La ciencia de las jarras que respiran
En el centro de la jangdokdae se encuentra el onggi —la jarra de barro tradicional coreana—. A diferencia de los recipientes modernos de vidrio o plástico, los onggi se fabrican con arcilla arenosa mezclada con un esmalte derivado de cenizas de madera natural. Al cocer en un horno a temperaturas superiores a los 1.100 °C, la humedad de la arcilla se evapora y deja en las paredes del recipiente infinidad de poros microscópicos.
El tamaño de estos poros es notablemente preciso. Las moléculas de oxígeno son suficientemente pequeñas para atravesarlos libremente, mientras que las gotas de agua son demasiado grandes para penetrar. Esto significa que la jarra efectivamente "respira".
El oxígeno fresco se suministra de forma continua a las bacterias del ácido láctico y a los microorganismos beneficiosos que impulsan la fermentación, mientras que los gases producidos durante el proceso se liberan hacia el exterior. El resultado es un entorno en el que los alimentos maduran lenta y profundamente, desarrollando sabores complejos sin deteriorarse.
Ingeniería climática en el patio
Una jangdokdae nunca se coloca de forma arbitraria. Tradicionalmente se construye sobre una plataforma de piedra ligeramente elevada, en el punto de la propiedad que recibe más luz solar y mejor circulación de aire. Cada elemento de su ubicación y diseño cumple una función específica.
La luz solar como desinfectante natural. Situada al aire libre, la jangdokdae recibe abundante luz ultravioleta a lo largo del día. Esta exposición inhibe el crecimiento de moho dañino y bacterias en la superficie de las jarras, actuando como agente esterilizador natural.

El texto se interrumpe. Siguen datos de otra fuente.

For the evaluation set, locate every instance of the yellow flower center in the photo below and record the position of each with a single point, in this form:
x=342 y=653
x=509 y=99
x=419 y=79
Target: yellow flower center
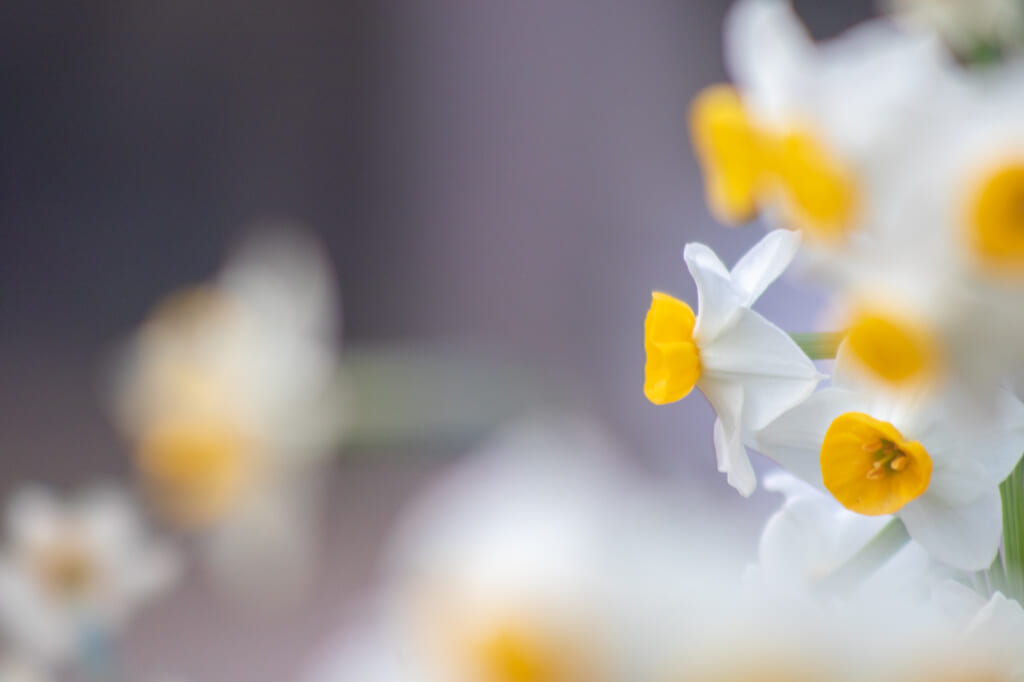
x=515 y=652
x=66 y=569
x=822 y=197
x=673 y=358
x=869 y=468
x=727 y=146
x=741 y=162
x=196 y=468
x=996 y=220
x=896 y=350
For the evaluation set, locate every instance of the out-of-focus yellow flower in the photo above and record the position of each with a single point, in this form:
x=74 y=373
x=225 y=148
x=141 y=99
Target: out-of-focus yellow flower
x=728 y=146
x=749 y=370
x=748 y=165
x=996 y=222
x=231 y=396
x=87 y=563
x=895 y=348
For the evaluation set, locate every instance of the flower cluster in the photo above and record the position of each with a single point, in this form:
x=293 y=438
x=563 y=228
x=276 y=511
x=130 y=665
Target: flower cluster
x=230 y=398
x=548 y=558
x=893 y=172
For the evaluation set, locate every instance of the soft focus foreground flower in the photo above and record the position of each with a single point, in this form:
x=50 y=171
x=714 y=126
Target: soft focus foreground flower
x=545 y=559
x=883 y=453
x=811 y=537
x=231 y=396
x=71 y=569
x=750 y=370
x=807 y=133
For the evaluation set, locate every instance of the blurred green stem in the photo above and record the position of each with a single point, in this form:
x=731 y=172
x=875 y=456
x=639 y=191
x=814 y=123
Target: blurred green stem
x=1012 y=492
x=860 y=566
x=818 y=345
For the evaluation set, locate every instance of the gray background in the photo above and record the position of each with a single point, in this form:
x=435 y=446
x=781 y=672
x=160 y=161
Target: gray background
x=512 y=176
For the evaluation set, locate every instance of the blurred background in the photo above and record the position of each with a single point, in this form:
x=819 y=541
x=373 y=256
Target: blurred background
x=509 y=179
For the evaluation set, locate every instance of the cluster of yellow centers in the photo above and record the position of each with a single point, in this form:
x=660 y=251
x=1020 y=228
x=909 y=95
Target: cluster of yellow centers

El diseño convexo de las jarras y la convección térmica. Observa de cerca la forma de un onggi y notarás su característica panza abultada. Esto no es meramente estético. Cuando la luz solar calienta las paredes externas curvas de la jarra, genera corrientes de convección en su interior: el aire y el líquido calientes ascienden mientras el material más frío desciende. Esta circulación natural ayuda a distribuir el calor de manera uniforme por el contenido, favoreciendo una fermentación homogénea.
Termodinámica y control de temperatura
La fermentación es muy sensible a la temperatura. Un exceso de calor puede provocar deterioro; un frío insuficiente detiene o ralentiza por completo la actividad microbiana. Las gruesas paredes de arcilla del onggi funcionan como un excelente aislante térmico: absorben el calor durante el día y lo liberan gradualmente durante la noche, manteniendo una temperatura interior relativamente estable a lo largo del ciclo diario.
En invierno, las densas paredes ofrecen una protección significativa frente a las caídas bruscas de temperatura. La plataforma de piedra elevada de la jangdokdae añade una capa adicional de protección, evitando que la humedad del suelo y la escarcha entren en contacto directo con las jarras.
El legado moderno: los refrigeradores de kimchi
Los principios incorporados en la jangdokdae no desaparecieron con la modernización, sino que fueron reingeniados en uno de los electrodomésticos más distintivos de Corea: el refrigerador de kimchi. A diferencia de un refrigerador estándar, que pierde aire frío cada vez que se abre la puerta, el refrigerador de kimchi utiliza un sistema de enfriamiento indirecto que mantiene una temperatura interior constante. Se entiende que este diseño fue obtenido mediante ingeniería inversa a partir de la lógica térmica de las jarras de barro enterradas en el suelo.
A medida que la cultura alimentaria global valora cada vez más la sostenibilidad, la salud intestinal y la fermentación natural, la jangdokdae se erige como un ejemplo convincente de cómo la arquitectura, la ciencia de los materiales y una comprensión intuitiva de la naturaleza pueden converger en algo que perdura a lo largo de los siglos. La biotecnología más avanzada, al parecer, no comenzó en un laboratorio estéril, sino en un patio iluminado por el sol, un puñado de tierra y el aliento del viento.